Di bawah Mapanji Gula-Kelapa (baca: merah-putih), Gajah Mada dengan tegas menetapkan ideologi bangsa yang sangat sakral dan mempunyai muatan falsafah yang sangat luar biasa, yaitu: Bhinneka Tunggal Ika tan hana dharma mangrwa.
Berdasarkan letak geografis, sejarah nenek-moyang bangsa Nusantara, ideologi dan falsafah Negara sebagai holy-spirit bagi setiap jiwa anak bangsa, Gajah Mada dengan tegas menetapkan konsep Negara Maritim yang sangat implementatif terhadap perkembangan bangsa besar ini.
Konsepsi Negara Maritim, sebagai warisan nenek-moyang terbukti mampu membawa bangsa ini selama seratus tujuh puluh tahun hidup tentram, damai, gemah ripah loh jinawi. Dan berwibawa di mata mancanegara.

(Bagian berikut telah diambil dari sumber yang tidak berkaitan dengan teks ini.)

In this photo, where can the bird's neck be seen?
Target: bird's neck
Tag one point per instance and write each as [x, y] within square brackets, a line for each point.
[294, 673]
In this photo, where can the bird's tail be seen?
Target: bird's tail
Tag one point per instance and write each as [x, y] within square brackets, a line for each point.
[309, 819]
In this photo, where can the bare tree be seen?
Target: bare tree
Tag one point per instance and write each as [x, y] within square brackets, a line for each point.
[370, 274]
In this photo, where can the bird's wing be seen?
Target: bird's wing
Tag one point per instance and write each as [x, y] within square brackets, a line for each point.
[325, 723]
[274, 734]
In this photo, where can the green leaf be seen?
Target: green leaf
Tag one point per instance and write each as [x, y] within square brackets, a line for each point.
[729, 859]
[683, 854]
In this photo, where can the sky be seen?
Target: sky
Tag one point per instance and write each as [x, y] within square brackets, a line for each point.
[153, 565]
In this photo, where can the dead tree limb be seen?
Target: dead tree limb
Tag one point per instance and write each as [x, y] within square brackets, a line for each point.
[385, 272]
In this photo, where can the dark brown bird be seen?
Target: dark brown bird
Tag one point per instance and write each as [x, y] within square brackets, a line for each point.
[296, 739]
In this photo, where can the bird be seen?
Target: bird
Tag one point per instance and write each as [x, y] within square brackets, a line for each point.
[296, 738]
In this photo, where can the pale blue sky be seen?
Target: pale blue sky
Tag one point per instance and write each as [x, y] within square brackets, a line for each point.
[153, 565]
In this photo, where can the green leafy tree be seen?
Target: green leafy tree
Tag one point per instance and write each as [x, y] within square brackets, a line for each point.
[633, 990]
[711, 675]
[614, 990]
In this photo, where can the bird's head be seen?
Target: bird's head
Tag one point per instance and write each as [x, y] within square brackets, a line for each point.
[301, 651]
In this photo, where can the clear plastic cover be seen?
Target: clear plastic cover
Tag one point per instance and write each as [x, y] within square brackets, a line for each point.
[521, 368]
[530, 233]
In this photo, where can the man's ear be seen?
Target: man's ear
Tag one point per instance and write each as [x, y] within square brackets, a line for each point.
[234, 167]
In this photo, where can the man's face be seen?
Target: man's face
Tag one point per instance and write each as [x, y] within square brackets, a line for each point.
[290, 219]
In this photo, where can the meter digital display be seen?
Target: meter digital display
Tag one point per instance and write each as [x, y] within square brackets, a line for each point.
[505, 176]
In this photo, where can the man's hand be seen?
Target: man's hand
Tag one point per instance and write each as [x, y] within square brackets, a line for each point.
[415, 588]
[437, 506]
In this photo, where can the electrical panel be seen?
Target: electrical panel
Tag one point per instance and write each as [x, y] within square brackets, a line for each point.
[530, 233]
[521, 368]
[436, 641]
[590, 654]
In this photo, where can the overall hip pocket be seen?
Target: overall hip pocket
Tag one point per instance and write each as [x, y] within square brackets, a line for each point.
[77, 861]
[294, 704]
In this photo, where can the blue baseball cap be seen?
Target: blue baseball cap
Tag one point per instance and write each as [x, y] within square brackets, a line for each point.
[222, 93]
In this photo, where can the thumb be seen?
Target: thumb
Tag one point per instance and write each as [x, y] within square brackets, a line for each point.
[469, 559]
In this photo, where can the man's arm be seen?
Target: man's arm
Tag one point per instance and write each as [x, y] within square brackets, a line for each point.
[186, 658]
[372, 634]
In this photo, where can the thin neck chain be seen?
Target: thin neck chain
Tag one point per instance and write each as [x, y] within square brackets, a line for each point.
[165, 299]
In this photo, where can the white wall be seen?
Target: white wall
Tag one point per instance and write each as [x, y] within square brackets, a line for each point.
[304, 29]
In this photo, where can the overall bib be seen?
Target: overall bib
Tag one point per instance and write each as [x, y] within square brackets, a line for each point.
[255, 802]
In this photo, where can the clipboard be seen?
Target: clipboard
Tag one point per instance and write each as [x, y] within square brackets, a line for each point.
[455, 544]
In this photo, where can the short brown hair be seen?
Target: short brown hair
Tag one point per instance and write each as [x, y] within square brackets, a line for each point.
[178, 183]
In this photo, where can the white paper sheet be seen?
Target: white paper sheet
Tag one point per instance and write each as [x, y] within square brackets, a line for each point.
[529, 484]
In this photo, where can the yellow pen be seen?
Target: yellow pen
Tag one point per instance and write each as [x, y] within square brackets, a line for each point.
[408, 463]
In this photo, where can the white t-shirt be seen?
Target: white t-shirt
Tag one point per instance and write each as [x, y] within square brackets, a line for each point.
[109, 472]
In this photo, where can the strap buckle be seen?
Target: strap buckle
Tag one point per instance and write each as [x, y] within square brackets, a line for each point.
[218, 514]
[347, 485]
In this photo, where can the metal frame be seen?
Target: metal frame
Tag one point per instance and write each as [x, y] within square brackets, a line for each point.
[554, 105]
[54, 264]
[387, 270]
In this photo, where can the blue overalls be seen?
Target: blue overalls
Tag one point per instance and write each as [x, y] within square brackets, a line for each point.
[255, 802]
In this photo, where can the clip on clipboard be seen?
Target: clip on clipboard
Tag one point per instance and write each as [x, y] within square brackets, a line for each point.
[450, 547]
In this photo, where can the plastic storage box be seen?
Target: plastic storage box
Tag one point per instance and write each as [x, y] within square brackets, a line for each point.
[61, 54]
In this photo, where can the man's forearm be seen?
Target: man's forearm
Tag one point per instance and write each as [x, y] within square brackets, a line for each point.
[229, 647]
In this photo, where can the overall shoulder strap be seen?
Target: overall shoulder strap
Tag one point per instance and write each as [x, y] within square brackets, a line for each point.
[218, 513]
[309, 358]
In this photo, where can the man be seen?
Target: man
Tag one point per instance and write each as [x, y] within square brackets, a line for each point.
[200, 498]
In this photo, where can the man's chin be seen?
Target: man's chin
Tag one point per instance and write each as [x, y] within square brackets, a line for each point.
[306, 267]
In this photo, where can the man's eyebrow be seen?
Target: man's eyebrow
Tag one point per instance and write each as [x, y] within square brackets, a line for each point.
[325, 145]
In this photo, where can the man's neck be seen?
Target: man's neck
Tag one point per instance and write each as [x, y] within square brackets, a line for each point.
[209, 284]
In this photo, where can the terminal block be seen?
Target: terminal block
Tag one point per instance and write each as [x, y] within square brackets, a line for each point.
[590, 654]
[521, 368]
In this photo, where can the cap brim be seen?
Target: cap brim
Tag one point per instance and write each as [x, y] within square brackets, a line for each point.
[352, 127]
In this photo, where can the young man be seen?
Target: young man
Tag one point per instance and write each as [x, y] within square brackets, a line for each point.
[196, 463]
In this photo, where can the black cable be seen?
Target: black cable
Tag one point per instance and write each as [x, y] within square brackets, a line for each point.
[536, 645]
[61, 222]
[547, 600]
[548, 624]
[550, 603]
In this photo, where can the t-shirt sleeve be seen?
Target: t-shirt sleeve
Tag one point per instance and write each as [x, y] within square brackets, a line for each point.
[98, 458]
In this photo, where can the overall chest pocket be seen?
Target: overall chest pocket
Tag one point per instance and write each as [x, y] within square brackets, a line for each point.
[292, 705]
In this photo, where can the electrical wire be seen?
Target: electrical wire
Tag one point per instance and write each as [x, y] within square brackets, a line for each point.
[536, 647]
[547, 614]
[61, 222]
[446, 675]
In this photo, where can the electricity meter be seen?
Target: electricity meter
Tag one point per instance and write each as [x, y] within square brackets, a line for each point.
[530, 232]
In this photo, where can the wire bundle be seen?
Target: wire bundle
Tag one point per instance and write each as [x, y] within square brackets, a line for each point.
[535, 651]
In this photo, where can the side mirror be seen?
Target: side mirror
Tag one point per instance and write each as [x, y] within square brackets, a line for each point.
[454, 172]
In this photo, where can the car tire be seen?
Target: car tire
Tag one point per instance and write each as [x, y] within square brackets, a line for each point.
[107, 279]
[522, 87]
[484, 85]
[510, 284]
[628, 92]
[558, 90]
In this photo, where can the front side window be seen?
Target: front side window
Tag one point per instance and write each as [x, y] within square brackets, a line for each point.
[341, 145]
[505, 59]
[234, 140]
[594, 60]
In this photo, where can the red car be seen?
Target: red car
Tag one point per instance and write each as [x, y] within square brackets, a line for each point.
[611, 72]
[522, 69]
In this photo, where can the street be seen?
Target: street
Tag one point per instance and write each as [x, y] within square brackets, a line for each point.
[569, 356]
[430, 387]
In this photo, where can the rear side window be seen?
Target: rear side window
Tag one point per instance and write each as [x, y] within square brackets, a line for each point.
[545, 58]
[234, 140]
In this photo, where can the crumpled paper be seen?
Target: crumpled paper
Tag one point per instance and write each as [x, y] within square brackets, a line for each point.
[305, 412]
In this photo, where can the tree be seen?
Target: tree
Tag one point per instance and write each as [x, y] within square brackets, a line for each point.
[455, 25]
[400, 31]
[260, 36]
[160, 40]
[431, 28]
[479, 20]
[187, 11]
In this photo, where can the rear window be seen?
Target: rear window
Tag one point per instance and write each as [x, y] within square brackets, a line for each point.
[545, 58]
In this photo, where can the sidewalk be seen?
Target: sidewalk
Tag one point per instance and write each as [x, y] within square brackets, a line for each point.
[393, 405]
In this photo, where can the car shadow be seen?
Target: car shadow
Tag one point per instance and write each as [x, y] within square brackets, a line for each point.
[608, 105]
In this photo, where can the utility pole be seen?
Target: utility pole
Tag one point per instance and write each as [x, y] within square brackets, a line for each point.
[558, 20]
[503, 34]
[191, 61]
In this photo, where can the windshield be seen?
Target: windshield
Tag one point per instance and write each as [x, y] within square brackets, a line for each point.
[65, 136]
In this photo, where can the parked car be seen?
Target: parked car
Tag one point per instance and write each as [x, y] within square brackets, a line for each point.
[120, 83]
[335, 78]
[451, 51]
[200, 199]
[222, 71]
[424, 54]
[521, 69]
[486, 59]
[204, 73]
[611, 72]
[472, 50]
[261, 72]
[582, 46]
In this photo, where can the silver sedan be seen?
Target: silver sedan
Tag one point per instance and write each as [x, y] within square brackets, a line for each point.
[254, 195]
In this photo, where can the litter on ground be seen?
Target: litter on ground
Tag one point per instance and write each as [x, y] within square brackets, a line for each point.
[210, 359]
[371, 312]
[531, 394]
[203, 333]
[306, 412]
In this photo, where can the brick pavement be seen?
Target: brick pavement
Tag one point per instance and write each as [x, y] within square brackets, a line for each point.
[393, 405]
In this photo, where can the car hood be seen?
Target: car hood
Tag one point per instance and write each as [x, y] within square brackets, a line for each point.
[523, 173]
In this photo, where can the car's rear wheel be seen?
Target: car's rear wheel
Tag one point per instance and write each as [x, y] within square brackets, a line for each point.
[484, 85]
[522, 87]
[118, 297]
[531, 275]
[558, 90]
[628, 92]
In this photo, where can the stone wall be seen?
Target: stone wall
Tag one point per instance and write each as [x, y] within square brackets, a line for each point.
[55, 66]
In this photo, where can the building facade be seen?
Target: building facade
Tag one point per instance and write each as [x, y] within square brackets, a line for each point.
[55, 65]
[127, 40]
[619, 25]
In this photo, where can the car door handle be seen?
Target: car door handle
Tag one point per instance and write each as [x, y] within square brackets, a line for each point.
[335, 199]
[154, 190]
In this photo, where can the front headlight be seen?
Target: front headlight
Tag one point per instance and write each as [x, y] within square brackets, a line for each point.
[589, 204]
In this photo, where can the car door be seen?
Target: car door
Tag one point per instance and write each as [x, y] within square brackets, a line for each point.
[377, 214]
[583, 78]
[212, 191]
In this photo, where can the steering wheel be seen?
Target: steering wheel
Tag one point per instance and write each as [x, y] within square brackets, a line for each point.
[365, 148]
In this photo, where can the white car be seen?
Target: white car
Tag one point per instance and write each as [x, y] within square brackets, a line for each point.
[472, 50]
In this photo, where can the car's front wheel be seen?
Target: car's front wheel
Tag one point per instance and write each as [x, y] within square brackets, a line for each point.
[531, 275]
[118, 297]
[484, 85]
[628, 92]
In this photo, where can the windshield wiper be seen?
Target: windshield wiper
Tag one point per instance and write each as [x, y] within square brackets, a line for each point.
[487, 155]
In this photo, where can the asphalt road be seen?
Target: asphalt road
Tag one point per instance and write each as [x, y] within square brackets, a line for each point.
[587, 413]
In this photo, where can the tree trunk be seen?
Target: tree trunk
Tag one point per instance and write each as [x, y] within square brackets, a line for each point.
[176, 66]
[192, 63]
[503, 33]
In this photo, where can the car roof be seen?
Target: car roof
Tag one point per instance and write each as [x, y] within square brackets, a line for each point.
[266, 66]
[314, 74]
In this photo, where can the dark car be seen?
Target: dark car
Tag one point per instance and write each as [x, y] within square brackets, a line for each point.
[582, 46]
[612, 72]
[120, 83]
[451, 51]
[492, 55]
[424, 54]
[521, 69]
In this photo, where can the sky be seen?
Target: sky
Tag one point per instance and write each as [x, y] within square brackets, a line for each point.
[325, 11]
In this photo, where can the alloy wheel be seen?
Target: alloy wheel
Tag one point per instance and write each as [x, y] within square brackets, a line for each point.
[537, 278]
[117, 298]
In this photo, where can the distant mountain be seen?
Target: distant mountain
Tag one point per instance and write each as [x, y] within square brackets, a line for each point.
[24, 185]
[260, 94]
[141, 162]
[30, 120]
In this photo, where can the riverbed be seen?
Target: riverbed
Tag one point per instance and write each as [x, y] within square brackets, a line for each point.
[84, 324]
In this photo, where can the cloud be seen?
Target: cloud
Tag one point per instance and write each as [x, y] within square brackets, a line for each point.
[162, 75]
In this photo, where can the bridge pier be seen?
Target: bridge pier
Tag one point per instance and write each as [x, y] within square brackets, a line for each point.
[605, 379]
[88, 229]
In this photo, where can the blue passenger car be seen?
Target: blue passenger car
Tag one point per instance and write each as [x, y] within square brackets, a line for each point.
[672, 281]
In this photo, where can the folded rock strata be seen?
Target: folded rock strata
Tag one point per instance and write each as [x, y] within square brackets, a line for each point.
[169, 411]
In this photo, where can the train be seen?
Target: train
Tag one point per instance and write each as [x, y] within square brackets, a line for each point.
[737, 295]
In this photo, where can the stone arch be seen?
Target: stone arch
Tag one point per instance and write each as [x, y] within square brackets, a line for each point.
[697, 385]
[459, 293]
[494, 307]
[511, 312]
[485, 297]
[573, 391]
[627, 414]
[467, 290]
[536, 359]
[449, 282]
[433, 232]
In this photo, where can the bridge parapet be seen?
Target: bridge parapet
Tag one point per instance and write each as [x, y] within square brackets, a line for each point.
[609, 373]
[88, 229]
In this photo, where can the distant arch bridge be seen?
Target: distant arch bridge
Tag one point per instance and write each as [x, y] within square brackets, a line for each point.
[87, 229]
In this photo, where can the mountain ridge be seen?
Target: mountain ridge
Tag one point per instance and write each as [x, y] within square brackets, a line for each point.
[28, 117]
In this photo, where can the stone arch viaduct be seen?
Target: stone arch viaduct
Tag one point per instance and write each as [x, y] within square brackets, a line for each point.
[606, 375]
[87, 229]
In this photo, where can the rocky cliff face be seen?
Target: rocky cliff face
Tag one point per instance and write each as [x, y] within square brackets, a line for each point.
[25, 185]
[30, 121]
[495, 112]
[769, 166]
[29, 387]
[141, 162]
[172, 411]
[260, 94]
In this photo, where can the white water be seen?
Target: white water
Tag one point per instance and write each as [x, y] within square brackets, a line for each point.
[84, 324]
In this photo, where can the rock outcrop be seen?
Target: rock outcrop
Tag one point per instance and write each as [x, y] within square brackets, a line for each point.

Namun, keruntuhan Majapahit akibat perebutan kekuasaan antar kerabat yang sangat klise telah merubah konsepsi dasar falsafah bangsa besar ini menjadi bangsa yang tak lagi mampu menguasai perairan yang sangat luas sebagai kekayaan di perairan Nusantara ini.
Kerajaan islam, Demak, Pajang, Jipang, Banten dan Mataram serta yang lain sebagai "penerus" Majapahit ternhyata tak mampu mempertahankan konsepsi Negara Maritim sebagai warisan yang sangat mahal yang pernah dimiliki bangsa besar ini.
Sebagai anak bangsa kiranya setelah kemerdekaan 65 tahun yang lalu mampukah dan sudahkah mampu mengetrapkan dan mengambil ajaran Gajah Mada ? .... kiranya sebagai harapan mudah-mudahan lahir gajah mada-gajah mada baru dihari esuk !!!!